The pandemic and racial unrest also took a toll on the city’s downtown core, emptying the businesses that once defined some of Seattle’s most iconic neighborhoods.

Some candidates, both for mayor and city council, have asked voters if they have had enough, an implicit appeal to mainstream Democratic voters who might be uncomfortable with the more progressive turn of recent years. . These voters could gravitate towards Harrell, according to some observers, rather than towards Gonzalez.

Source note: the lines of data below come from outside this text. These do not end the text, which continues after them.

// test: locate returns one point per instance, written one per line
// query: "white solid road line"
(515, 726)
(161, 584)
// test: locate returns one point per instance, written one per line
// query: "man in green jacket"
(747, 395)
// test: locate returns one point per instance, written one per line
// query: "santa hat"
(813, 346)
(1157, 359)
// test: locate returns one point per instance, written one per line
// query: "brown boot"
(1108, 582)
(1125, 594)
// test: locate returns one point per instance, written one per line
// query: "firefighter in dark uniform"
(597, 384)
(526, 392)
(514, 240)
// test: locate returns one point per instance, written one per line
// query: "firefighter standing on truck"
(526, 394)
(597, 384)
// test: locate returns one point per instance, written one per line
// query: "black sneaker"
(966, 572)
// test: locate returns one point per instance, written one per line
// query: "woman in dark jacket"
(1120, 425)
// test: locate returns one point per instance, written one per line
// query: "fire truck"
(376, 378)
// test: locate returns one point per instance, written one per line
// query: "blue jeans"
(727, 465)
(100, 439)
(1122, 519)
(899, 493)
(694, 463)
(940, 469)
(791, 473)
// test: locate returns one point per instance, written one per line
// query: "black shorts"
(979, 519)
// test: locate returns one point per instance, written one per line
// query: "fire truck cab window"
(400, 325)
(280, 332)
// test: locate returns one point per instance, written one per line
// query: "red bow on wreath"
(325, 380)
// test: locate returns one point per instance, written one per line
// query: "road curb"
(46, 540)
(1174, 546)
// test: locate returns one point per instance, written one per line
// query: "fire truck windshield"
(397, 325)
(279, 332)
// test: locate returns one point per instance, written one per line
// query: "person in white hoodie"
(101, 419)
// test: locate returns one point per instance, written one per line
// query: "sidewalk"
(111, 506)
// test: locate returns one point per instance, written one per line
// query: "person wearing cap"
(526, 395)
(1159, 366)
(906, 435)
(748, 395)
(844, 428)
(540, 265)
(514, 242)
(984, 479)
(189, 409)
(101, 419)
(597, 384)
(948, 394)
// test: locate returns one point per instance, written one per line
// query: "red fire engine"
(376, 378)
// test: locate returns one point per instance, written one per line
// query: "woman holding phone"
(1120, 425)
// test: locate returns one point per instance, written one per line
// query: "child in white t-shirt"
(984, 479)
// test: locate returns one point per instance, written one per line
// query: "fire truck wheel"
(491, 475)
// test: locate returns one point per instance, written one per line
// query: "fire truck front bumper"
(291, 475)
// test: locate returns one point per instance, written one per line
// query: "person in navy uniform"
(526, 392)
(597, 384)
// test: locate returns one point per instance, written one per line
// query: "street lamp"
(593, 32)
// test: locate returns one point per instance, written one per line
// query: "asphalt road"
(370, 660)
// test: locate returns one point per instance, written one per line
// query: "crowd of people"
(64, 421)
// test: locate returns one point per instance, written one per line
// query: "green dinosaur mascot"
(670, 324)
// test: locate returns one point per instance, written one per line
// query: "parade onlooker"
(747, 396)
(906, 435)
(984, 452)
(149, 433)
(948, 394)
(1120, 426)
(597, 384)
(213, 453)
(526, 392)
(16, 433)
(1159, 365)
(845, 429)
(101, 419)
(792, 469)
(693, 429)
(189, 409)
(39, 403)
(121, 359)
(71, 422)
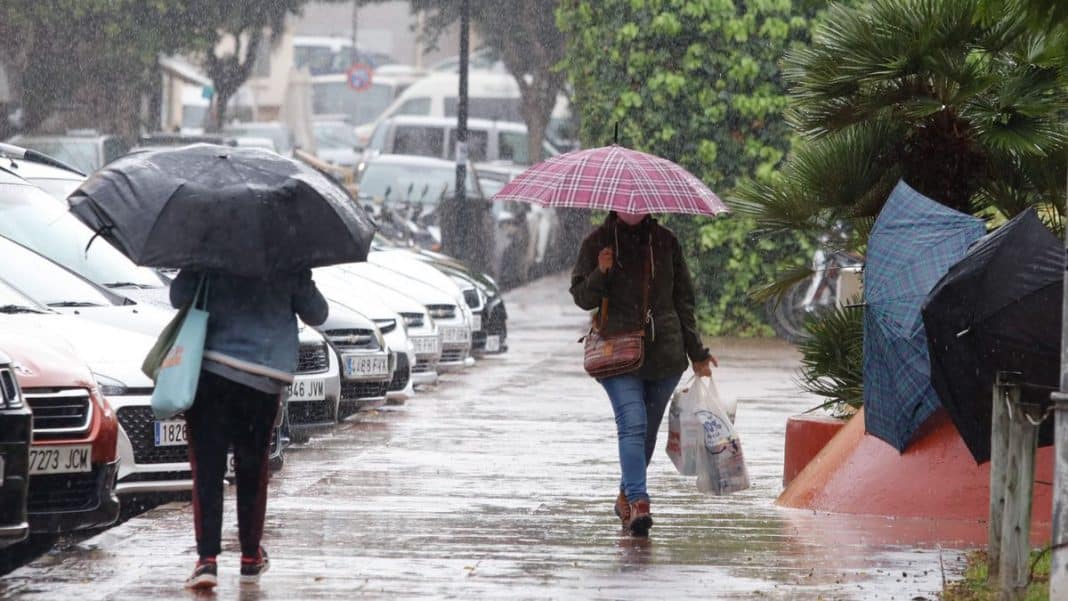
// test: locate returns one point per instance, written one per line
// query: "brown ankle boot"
(641, 519)
(623, 508)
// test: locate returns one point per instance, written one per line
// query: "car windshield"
(81, 154)
(46, 282)
(35, 220)
(59, 189)
(437, 180)
(336, 97)
(15, 301)
(334, 136)
(279, 135)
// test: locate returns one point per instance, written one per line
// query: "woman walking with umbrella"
(632, 271)
(245, 226)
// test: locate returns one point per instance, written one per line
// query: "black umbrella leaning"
(998, 310)
(244, 211)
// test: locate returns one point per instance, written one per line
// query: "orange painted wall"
(936, 477)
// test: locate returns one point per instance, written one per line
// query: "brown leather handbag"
(615, 354)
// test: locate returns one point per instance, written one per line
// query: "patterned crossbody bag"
(608, 356)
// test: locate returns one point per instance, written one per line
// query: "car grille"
(423, 366)
(139, 425)
(402, 375)
(352, 339)
(355, 391)
(452, 354)
(60, 413)
(471, 298)
(313, 359)
(50, 493)
(305, 412)
(441, 311)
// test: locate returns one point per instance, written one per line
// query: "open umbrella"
(245, 211)
(913, 243)
(613, 178)
(999, 309)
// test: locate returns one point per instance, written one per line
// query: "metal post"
(1014, 571)
(999, 459)
(461, 148)
(1058, 565)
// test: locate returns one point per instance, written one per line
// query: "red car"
(73, 459)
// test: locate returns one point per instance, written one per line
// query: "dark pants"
(226, 413)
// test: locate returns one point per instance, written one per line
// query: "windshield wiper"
(127, 285)
(13, 309)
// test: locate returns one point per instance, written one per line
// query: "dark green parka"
(672, 339)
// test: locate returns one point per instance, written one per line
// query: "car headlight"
(413, 319)
(110, 386)
(10, 395)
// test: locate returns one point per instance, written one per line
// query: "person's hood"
(41, 363)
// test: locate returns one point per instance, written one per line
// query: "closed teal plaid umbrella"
(914, 242)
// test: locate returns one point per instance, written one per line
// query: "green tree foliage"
(966, 108)
(696, 82)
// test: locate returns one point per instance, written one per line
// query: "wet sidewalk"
(499, 485)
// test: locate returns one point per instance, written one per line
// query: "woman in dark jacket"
(250, 356)
(612, 265)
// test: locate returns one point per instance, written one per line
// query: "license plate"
(308, 390)
(454, 334)
(425, 345)
(71, 459)
(357, 366)
(171, 432)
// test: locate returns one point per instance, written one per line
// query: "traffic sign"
(359, 77)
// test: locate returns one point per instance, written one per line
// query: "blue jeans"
(639, 406)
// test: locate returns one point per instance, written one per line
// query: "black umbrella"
(245, 211)
(998, 310)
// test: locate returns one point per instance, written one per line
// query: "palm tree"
(967, 108)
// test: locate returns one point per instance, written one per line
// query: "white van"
(491, 95)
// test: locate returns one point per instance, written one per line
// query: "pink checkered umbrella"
(613, 178)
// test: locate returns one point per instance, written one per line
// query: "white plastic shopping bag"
(721, 465)
(686, 430)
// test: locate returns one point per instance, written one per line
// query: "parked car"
(452, 318)
(311, 404)
(35, 220)
(491, 95)
(390, 323)
(85, 149)
(277, 131)
(15, 437)
(436, 137)
(366, 365)
(74, 459)
(59, 182)
(335, 142)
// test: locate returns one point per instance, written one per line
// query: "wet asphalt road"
(499, 485)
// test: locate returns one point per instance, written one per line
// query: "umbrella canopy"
(245, 211)
(1000, 309)
(613, 178)
(913, 243)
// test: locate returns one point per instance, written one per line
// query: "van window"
(415, 140)
(477, 144)
(414, 107)
(492, 109)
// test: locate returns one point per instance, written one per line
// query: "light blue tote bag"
(179, 369)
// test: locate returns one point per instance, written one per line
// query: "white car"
(452, 318)
(334, 286)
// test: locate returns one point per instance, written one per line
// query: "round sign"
(359, 77)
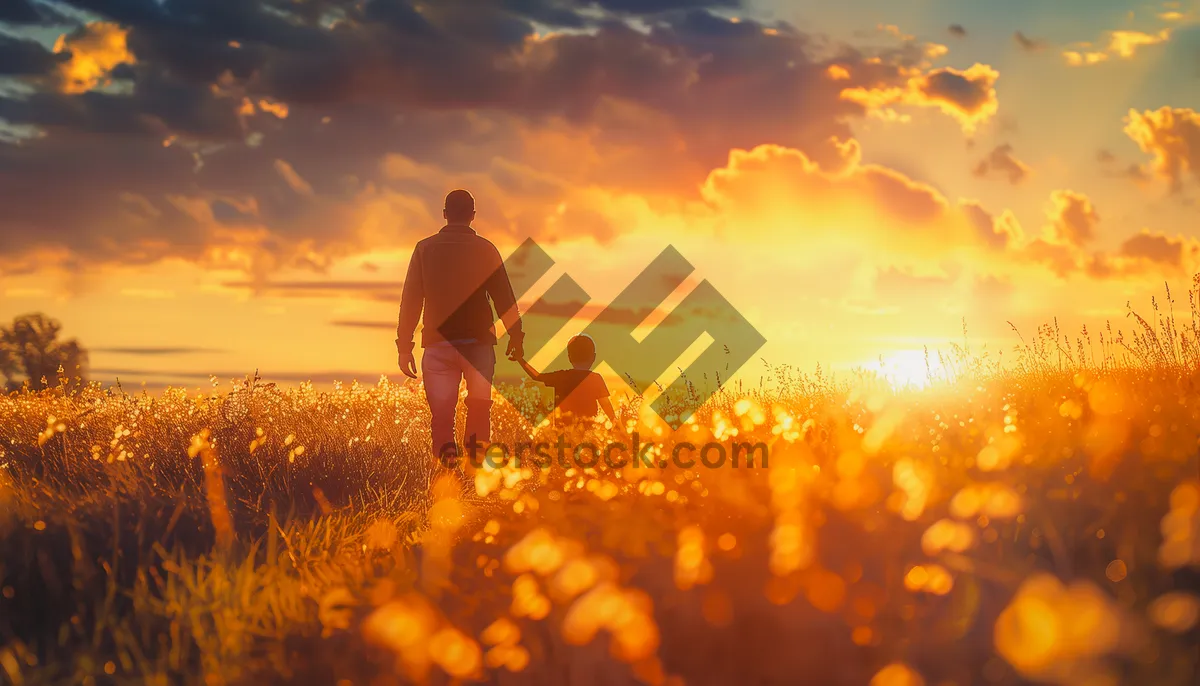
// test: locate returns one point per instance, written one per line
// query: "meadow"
(1030, 522)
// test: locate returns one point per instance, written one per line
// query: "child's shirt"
(576, 391)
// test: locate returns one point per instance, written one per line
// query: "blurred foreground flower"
(1056, 633)
(897, 674)
(1181, 529)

“Lorena has a game plan, it’s her strength, but I don’t think people feel comfortable with it,” said Nick Licata, who represented the more liberal wing of the city council where he was. served five terms. “People talk about moderates or compromises as losers on both sides, whereas you can win on both sides when we talk about building communities.”

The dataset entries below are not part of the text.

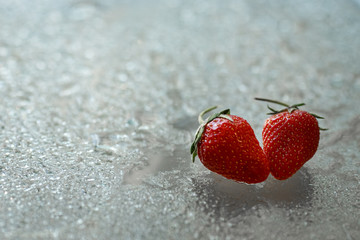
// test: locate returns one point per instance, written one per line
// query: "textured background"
(99, 101)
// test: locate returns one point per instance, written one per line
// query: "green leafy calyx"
(289, 108)
(223, 114)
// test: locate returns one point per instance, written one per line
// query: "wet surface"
(99, 104)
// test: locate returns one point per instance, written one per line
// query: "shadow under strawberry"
(228, 199)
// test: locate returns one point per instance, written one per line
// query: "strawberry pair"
(226, 144)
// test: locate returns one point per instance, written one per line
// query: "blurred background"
(99, 104)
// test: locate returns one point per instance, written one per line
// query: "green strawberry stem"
(272, 101)
(288, 108)
(223, 114)
(200, 117)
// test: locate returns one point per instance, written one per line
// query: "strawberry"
(290, 138)
(226, 144)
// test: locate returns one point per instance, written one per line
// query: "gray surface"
(99, 102)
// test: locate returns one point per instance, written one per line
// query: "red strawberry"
(226, 144)
(290, 139)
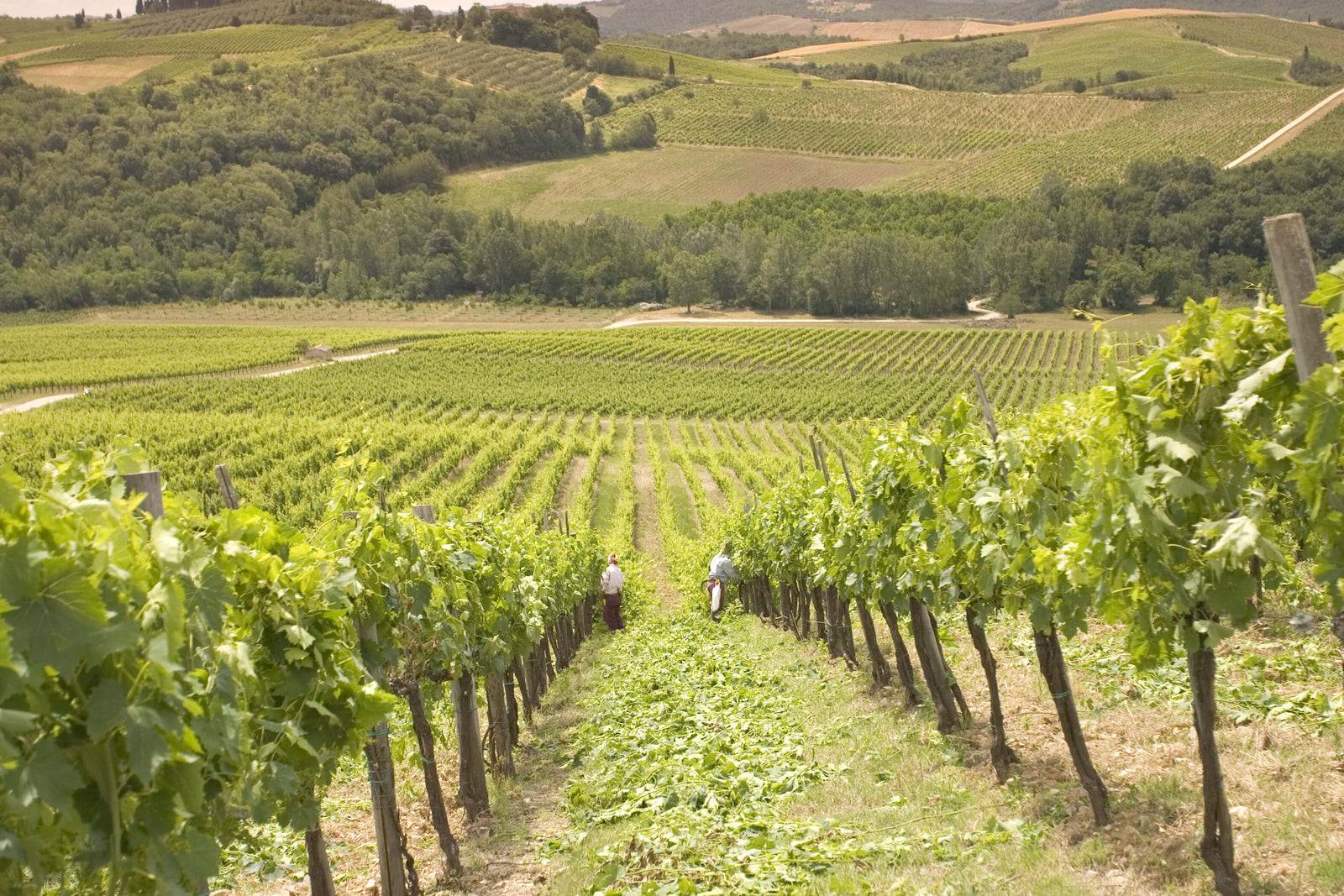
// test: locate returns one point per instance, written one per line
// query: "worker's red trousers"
(612, 611)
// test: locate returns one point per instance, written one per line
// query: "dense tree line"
(960, 66)
(327, 179)
(197, 15)
(1316, 71)
(201, 190)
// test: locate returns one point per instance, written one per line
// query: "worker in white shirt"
(612, 584)
(721, 573)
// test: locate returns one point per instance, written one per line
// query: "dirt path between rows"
(1289, 130)
(672, 316)
(648, 535)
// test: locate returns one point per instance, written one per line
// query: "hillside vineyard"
(589, 450)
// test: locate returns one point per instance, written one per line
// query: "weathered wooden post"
(151, 485)
(1290, 250)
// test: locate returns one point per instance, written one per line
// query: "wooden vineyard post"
(472, 790)
(1290, 250)
(425, 741)
(226, 486)
(151, 485)
(382, 781)
(501, 739)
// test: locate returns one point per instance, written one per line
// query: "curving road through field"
(1289, 130)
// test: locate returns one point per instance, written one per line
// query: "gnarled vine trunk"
(933, 665)
(880, 669)
(1000, 754)
(1055, 673)
(905, 669)
(1215, 848)
(319, 866)
(472, 790)
(433, 790)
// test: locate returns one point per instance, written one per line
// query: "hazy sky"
(65, 7)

Carlyle, the state senator, supports Harrell. He says the rise of an uncompromising progressive left mirrors a similar rise to the right, embodied by the former president Donald trumpDonald Trump CEOMyPillow to remove ads from Fox News Haaland, Native American leaders push for protection of indigenous lands Simone Biles, Vince Lombardi and the courage to leave MORE and his supporters.

“We are at a time when there is unease with the extremes of politics, represented by Trump on the right and represented by the left approach to ideological rigidity,” Carlyle said. “This extreme left movement gives an important voice, but they do not move a millimeter on the problems. They are not interested in collaboration. They see words like negotiation and collaboration as euphemisms for compromise with corporate interests. “

Gonzalez’s supporters say her approach – she helped lead a confrontation with Amazon and other big companies over the per employee tax, known as the head tax, which exploded in 2018 – represents the the deeper change Seattle needs. (Harrell, then a member of city council, also voted for both the tax and its repeal)

“The problem is, we have enormous wealth in our city that is accumulated at the top. And rather than point up [at the problem], people are pointing fingers, ”Weiner said. “We saw a push from the House [of Commerce] and other interests trying to scare off crime, homelessness, using those fear triggers to get people to vote more conservatively.

The new mayor, observers say, will have to marry the disparate and divergent factions of mainstream Democrats who surround Seattle’s waterfront neighborhoods and the progressives who form the central core to chart a new course forward.

“The tug-of-war between downtown and the neighborhoods continues, but there is now a real question about how we see the return of downtown. Because unlike other places, I thought one of the keys we had as a city was a bustling downtown, ”said Alec Stephens, a Democratic activist and civil rights lawyer who supports Harrell. The next mayor “will have to be able to muster a large number of dissenting voices to determine how we move forward.”